Robuste Tiere aus dem Karst
Ursprünglich wurden die barocken Pferde im slowenischen Lipica gezüchtet, nach dem Ende der Monarchie auch im steirischen Piber. Nun soll nach der klassischen Reitkunst auch die Zucht Unesco-Weltkulturerbe werden.
Einen Tag vor den menschlichen Müttern stehen im Bundesgestüt Piber traditionell die Pferdemütter im Mittelpunkt. Familien aus der ganzen Steiermark kommen, wenn bei der traditionellen Muttertagsgala die weißen Stuten unter dem Sattel und vor prächtig herausgeputzten Wagen vorgeführt werden oder gemeinsam mit ihren Fohlen in der Herde durch die Reitbahn stürmen. Auch ein geschecktes Jungtier ist heuer dabei – eine Ausnahmeerscheinung.
Idyllisch im grünen weststeirischen Hügelland gelegen, war Schloss Piber einst eigentlich ein Kloster des Stiftes St. Lambrecht. Doch schon 1798 wurde hier ein Gestüt zur Zucht von militärischen Pferden eingerichtet. Ab 1867 wurde es dem k. u. k. Landwirtschaftsministerium unterstellt. Mit dem Ersten Weltkrieg kamen dann die Lipizzaner, bis dahin hatte man die Tiere in Lipica in der Krain gezüchtet.
Ihren Ursprung hatte die Rasse in spanischen Pferden, die der Kaiser Maximilian II. 1562 erstmals nach Wien geholt hatte. Der Name Lipizzaner taucht freilich erst Ende des 18. Jahrhunderts auf, davor wurden die Pferde Karster genannt – nach dem rauen, gebirgigen Karst rund um Lipica, dem die Tiere ihre Robustheit und Langlebigkeit verdanken sollen.
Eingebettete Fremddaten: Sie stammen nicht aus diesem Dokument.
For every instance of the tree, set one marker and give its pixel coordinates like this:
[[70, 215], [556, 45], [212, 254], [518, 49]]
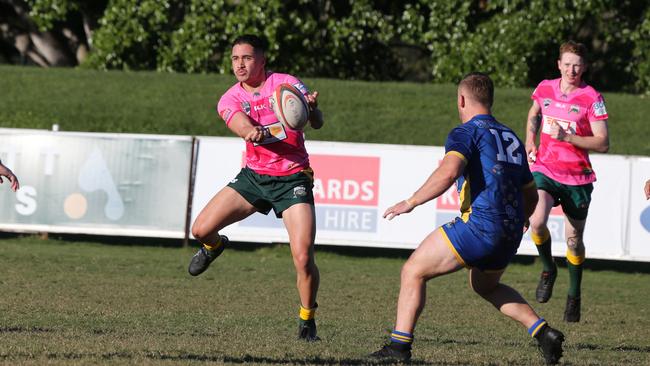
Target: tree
[[49, 32]]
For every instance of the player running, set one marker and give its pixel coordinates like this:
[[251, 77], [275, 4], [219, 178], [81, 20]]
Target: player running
[[276, 176], [497, 191], [573, 120]]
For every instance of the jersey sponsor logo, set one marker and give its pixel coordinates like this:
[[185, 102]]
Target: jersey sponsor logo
[[301, 87], [225, 114], [299, 191], [273, 133], [568, 126], [599, 108], [246, 107]]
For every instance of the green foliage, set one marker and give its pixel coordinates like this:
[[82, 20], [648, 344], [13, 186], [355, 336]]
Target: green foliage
[[200, 36], [45, 13], [641, 54], [184, 104], [516, 41], [131, 34]]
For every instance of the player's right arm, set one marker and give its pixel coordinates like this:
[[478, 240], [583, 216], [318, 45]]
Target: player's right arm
[[229, 108], [241, 125], [533, 123]]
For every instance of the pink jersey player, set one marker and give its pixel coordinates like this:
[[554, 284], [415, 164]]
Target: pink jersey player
[[283, 152], [574, 112], [277, 175]]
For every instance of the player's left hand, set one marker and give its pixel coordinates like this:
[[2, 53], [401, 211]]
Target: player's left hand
[[557, 132], [398, 209]]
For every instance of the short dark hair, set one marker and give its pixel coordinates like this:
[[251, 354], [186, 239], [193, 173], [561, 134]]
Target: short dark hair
[[480, 88], [259, 44], [574, 47]]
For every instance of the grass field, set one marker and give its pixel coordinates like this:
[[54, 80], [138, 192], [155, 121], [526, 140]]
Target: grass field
[[79, 303], [182, 104]]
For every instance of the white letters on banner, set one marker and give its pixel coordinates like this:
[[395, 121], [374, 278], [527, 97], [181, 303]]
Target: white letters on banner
[[355, 183]]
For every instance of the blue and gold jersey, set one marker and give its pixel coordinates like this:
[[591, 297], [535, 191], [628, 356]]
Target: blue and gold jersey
[[496, 171]]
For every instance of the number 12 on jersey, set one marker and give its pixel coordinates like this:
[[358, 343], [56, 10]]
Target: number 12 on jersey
[[507, 138]]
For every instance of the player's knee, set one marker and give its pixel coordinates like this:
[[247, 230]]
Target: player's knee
[[575, 244], [482, 289], [200, 231], [303, 262], [410, 271]]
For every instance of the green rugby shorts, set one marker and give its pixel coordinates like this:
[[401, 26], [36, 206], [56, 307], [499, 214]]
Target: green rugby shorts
[[573, 199], [267, 192]]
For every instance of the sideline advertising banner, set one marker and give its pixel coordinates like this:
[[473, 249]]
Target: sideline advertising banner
[[639, 215], [355, 183], [105, 184]]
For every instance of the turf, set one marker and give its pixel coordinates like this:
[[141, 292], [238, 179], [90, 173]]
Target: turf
[[79, 303], [355, 111]]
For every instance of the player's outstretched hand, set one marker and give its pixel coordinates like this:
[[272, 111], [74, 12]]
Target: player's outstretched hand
[[256, 134], [398, 209], [6, 172]]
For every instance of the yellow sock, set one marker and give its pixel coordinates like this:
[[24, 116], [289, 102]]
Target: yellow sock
[[213, 246], [307, 314]]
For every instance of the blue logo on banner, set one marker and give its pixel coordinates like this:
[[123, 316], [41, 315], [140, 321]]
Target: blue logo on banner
[[645, 219]]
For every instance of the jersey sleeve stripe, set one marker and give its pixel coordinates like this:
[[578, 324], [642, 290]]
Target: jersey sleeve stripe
[[456, 153]]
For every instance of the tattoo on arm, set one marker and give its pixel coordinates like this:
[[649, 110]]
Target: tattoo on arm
[[533, 124]]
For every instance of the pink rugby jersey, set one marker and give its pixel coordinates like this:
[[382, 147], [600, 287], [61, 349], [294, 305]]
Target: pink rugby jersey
[[574, 112], [283, 153]]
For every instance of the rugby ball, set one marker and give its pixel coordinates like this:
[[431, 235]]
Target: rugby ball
[[290, 106]]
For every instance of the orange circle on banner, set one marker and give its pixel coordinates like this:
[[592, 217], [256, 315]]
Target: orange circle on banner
[[75, 206]]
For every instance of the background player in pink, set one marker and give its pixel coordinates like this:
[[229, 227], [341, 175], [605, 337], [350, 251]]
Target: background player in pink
[[573, 121], [276, 176]]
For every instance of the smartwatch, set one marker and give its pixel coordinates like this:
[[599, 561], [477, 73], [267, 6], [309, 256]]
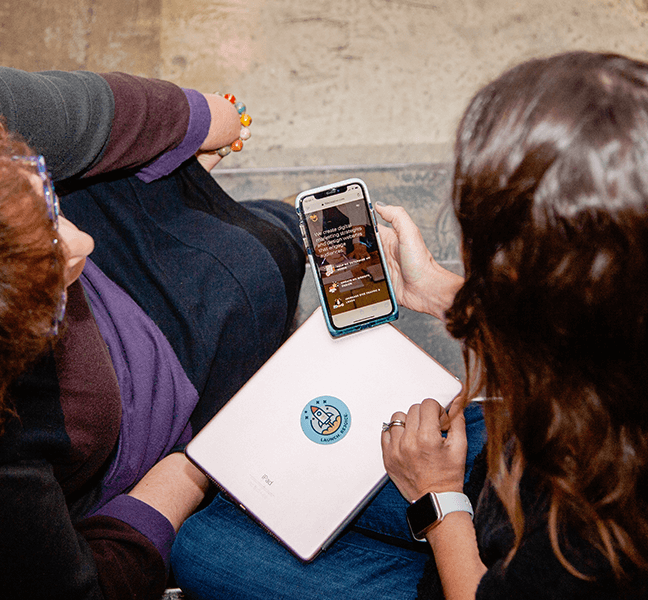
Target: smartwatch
[[429, 510]]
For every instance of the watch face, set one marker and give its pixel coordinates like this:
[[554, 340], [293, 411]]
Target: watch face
[[421, 516]]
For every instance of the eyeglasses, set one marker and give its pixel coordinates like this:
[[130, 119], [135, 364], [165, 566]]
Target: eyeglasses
[[53, 210], [53, 206]]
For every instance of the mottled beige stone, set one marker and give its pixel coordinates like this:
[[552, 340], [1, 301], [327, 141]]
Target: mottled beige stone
[[329, 82]]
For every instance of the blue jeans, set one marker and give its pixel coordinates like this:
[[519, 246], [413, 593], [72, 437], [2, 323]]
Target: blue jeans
[[222, 554]]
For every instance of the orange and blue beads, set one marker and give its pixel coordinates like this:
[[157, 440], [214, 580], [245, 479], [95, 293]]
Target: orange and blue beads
[[246, 121]]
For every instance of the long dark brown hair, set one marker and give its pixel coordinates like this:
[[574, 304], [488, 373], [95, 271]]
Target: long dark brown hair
[[551, 193], [31, 269]]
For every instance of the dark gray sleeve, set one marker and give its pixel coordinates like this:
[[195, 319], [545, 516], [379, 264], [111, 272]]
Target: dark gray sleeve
[[66, 116]]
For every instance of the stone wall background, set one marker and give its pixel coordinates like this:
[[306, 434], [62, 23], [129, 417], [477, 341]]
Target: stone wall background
[[328, 82]]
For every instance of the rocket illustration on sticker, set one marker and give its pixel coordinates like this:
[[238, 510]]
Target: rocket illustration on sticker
[[326, 420]]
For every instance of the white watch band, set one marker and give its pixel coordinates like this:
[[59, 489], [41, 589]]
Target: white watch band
[[452, 502]]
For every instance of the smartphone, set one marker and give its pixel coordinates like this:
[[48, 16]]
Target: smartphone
[[340, 234]]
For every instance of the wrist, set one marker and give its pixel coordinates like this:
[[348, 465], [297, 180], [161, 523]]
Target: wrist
[[432, 508], [443, 286]]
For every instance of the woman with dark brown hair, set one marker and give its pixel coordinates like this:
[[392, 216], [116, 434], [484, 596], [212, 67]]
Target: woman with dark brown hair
[[551, 195]]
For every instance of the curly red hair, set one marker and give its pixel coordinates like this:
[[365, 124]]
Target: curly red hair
[[31, 268]]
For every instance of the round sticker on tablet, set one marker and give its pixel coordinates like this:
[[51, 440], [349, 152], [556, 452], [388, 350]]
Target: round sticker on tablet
[[326, 420]]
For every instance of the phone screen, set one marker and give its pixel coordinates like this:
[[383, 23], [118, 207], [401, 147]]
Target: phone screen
[[347, 255]]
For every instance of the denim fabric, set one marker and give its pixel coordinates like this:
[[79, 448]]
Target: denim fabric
[[222, 554]]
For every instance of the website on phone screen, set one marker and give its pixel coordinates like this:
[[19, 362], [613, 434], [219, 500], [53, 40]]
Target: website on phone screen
[[347, 256]]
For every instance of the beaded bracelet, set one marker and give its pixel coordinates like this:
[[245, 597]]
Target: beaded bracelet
[[245, 134]]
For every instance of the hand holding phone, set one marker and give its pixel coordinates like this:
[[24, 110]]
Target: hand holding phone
[[341, 237]]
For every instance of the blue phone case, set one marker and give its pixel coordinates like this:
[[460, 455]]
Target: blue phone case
[[334, 331]]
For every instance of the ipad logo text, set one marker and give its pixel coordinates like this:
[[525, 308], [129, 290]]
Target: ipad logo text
[[326, 420]]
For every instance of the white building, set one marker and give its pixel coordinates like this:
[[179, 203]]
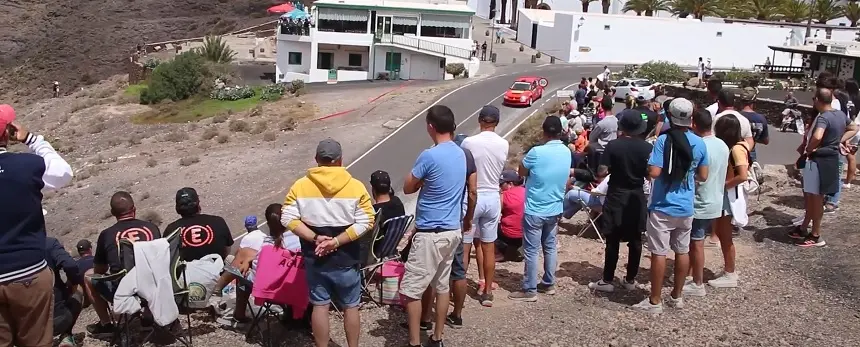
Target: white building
[[354, 40], [622, 39]]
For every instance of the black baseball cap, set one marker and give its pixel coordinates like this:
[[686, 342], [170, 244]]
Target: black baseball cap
[[552, 125], [84, 245]]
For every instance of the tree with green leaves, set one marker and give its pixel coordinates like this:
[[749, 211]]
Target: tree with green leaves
[[698, 8], [216, 50], [795, 11], [852, 12], [825, 10], [648, 7]]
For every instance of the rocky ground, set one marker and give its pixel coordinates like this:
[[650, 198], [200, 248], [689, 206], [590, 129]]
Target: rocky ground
[[788, 296], [239, 163]]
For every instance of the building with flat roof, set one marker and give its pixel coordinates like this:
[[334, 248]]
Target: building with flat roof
[[351, 40]]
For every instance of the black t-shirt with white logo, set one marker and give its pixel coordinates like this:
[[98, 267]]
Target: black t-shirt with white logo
[[202, 235], [107, 246]]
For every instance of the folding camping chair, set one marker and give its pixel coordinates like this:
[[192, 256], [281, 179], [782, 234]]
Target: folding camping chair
[[122, 335], [386, 238], [591, 214]]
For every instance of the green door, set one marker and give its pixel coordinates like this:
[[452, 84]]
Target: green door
[[392, 64]]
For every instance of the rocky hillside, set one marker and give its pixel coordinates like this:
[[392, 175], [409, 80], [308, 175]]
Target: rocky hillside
[[78, 42]]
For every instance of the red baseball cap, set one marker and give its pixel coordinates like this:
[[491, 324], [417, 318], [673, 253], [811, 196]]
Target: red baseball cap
[[7, 116]]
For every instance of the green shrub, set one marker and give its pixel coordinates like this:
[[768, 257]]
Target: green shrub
[[455, 69], [176, 80], [662, 72], [296, 87], [232, 93], [272, 92]]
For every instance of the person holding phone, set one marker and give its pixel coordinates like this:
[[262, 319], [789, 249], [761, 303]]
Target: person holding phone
[[24, 273]]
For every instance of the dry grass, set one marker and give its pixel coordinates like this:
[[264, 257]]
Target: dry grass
[[259, 128], [176, 136], [188, 161], [239, 126], [209, 133]]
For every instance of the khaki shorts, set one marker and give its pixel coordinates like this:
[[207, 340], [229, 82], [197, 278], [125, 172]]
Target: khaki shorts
[[26, 317], [429, 262], [665, 232]]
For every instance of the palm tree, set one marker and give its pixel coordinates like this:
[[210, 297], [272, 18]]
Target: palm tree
[[795, 11], [585, 4], [215, 49], [825, 10], [852, 12], [649, 7], [698, 8]]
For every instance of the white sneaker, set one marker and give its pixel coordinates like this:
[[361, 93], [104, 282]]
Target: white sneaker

Erst vor ein paar Wochen wurde in Piber der Geburtstag von Neapolitano Nima I. gefeiert. Am 11. April 1979 um 2.40 Uhr geboren, ist er mit 40 Jahren der älteste bekannte Lipizzanerhengst der Welt.
Rudi Kuzmicki, ehemaliger Geschäftsführer der Antenne Steiermark, hat dem ehemaligen Meister der Levade, der seit 14 Jahren in Pension ist, ein eigenes Buch gewidmet. Für ihn ist der Hengst „der Inbegriff des genetischen Codes der Lipizzaner“. Das Wissen um dessen Erhalt soll nun auch geschützt werden. Nach langem Zwist zwischen Slowenien, wo die Lipizzaner bis heute ebenfalls gezüchtet werden, und Österreich, wo sie in Wien in der Spanischen Hofreitschule Berühmtheit erlangten, will man nun gemeinsame Wege gehen.
Diese Woche erklärten Außenministerin Karin Kneissl und ihr slowenischer Amtskollege, Miro Cerar, im Tiroler Going, die Zucht der Tiere gemeinsam bei der Unesco als immaterielles Kulturerbe einzureichen. Mit dabei bei dem grenzüberschreitenden Antrag sind auch Bosnien-Herzegowina, Italien, Kroatien, die Slowakei und Ungarn. Das Wissen um die Lipizzanerzucht in Piber ist dabei schon seit 2016 österreichisches Unesco-Kulturerbe. Nun soll es aber den Sprung auf die Weltliste schaffen.